Прости бесстрашье, с каким засылаю тебя таким многословьем. Не боюсь и того, как взглянешь на рифмованный листочек. Ты, верно, тоже не придаешь значенья этим записям, сопровождающим естественное развитье, разделяющим их <так!> участь. Это не плоды, а процессы. Еще объясненье. Это письмо в ответ на твое двухцветное по возвращеньи из Лондона. Спасибо за себя и за Ан<ну> Андр<еевну>. Очень хороши твои замечанья о въезде в Лондон и о разочарованьи (топография слуха). И о лишенности поэтов непосредственности (нацеленность на слово – нацеленность на смысл).
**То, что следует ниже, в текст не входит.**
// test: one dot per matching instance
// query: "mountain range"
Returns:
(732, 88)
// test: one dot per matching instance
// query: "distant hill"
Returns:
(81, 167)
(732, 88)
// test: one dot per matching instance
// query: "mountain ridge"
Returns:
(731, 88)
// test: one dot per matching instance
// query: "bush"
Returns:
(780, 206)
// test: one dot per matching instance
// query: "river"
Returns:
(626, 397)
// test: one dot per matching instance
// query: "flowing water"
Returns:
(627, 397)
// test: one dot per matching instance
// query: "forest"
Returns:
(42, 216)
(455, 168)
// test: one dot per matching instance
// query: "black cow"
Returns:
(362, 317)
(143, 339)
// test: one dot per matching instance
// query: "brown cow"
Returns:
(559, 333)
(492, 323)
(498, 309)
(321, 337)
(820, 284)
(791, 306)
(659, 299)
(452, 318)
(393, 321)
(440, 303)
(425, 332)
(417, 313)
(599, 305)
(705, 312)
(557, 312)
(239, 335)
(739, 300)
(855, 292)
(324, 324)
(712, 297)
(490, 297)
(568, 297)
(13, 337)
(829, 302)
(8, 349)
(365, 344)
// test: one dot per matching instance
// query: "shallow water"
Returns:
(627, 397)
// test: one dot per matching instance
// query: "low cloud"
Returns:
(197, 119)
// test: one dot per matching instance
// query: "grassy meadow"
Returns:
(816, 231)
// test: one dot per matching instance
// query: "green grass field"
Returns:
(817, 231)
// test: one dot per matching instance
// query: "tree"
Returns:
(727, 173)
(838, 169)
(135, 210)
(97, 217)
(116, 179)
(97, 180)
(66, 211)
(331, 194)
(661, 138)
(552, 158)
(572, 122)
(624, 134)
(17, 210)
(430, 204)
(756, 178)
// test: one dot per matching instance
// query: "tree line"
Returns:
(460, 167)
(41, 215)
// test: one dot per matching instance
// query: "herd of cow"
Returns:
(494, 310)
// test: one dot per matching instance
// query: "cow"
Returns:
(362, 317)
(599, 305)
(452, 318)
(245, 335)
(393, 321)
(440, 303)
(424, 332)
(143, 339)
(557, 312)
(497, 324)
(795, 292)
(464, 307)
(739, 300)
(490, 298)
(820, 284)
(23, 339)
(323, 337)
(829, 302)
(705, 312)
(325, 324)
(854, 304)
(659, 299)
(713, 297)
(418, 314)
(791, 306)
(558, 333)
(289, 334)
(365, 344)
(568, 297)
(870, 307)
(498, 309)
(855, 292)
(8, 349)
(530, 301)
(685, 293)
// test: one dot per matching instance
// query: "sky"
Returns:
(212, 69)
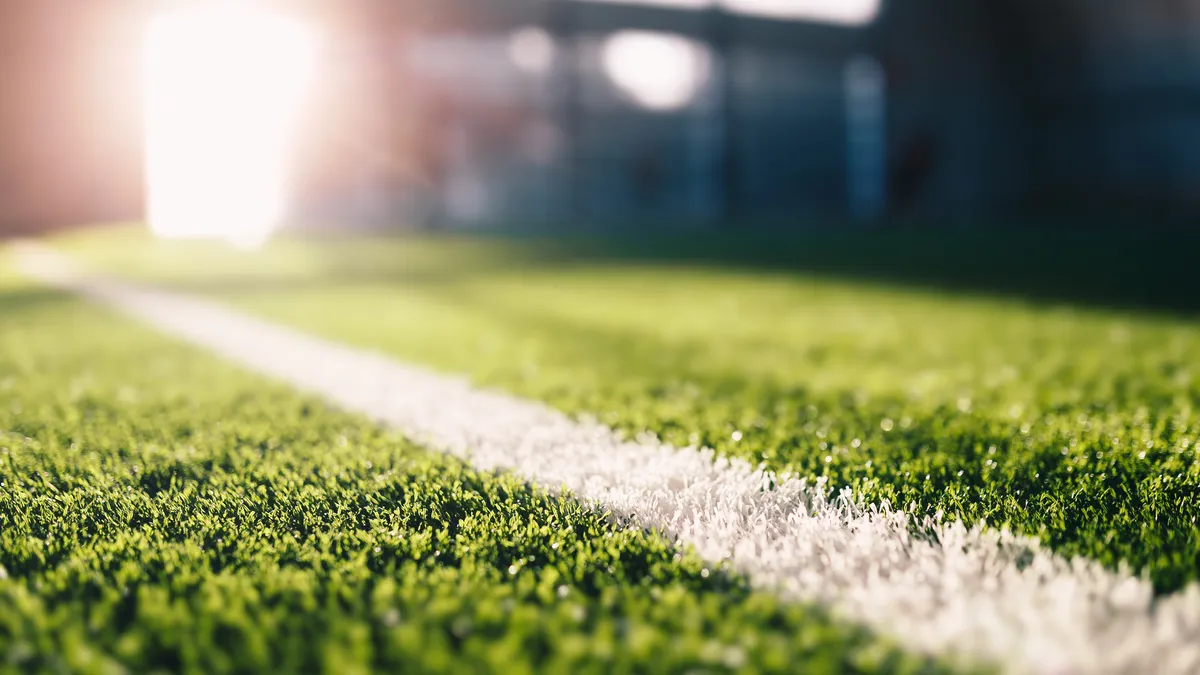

Конечно, это так. Тут только м.б. необходима та поправка, кот<орая> опять возвращает к разговору о X. Надо быть большим поэтом. Полет, рассеянность, горизонт большого умиленья, многое другое в том же роде – все это тоже непосредственность, т. е. лучше сказать, только это и есть планетарная непосредственность, из которой на разный фасон скроена отрывистая, вседневная. Тоже прекрасно и о волевом начале в любви. Безотчетно выделил все то, о чем и сам незадолго до твоего письма думал. Найдешь много и в моих. Т<ак>, напр<имер>, о первоисточнике, это в том письме, где прошу не отвечать мне, только оттого, что к тому есть повод. – № Асина дома 18, кв. 8 (Мерзляковский пер.). – При перепечатке Потемкина набирайте в целую строфу, как в письме тебе посылал, а не с «Нов<ого> Мира», где разбита. Ты видала? Не слишком ли портит впечатленье такая транскрипция?

Твой Б.

32

винительный времени (лат.; грамматическая категория).